Laurent Grasso’s Own Reality at Hirshhorn’s Black Box

Still from Laurent Grasso's Polair, 2007
Still from Laurent Grasso's Polair, 2007 © Laurent Grasso. Courtesy of Sean Kelly Gallery, New York/Hirshhorn Museum

In case you didn’t get the memo, there’s a new “Black Box” exhibit over at the Hirshhorn until July 24 that features two looped video installations by French multimedia artist Laurent Grasso. The 2008 winner of the prestigious Prix Marcel Duchamp, Grasso has a mania for naturally occurring scientific phenomenon like electromagnetic energy. And he enjoys controlling reality on his own terms through his art.

“There is a kind of atmosphere that I try to generate,” Grasso said in an April 2010 interview with ArtOnAir.org. “What I like is to install something that is not clear and play with the ambiguity of the situation that I try to create. . . . I like to play in this very small territory where things seem impossible but finally could be possible.”

The first work, Les Oiseaux (2008), features the constantly changing shapes made up by flocks of starlings, as they drift over a fiery sunset above the Roman skyline.
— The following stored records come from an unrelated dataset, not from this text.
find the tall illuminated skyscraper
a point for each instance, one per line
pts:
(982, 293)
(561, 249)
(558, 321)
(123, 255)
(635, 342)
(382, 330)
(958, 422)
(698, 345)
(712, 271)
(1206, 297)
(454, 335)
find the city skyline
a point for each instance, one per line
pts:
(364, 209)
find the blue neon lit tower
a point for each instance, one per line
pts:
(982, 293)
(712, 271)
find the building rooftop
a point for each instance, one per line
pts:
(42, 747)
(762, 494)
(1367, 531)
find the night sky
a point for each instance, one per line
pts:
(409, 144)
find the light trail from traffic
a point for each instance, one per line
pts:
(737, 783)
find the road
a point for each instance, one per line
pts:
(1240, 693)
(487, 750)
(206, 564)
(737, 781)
To me, they looked like caffeinated wisps of smoke inside a lava lamp. Or, perhaps, considering Grasso’s interest in electromagnetic energy, tiny metal particles pulled to and fro by a magnet, kind of like an artsy Wooly Willie. The sounds of faint bird noises adds to the underlying Hitchcockian menace and energy of the piece. Surprisingly, it’s only shown on a small television display (maybe 15 inches), but it would have been interesting to see it on a larger screen.

With Polair (2007), Grasso offers the viewer a glimpse of the invisible. He creates a city invasion of electro-pollen particles. Shot in the area that was formerly East Berlin, the video is comprised mainly of architectural shots that emphasize structural lines and shapes, including the city’s iconic television tower, the Fernsehturm. The pollen particles resemble white escaped floaters from inside a plasma globe—the kind you touched in a science museum that made your hair stand on end—and they drift throughout the cityscape. A faint crackling hum of an electricity field provides ambient noise.

So if the birds don’t get you, perhaps your allergies will.

Black Box: Laurent Grasso” is on view at Smithsonian’s Hirshhorn Museum until July 24.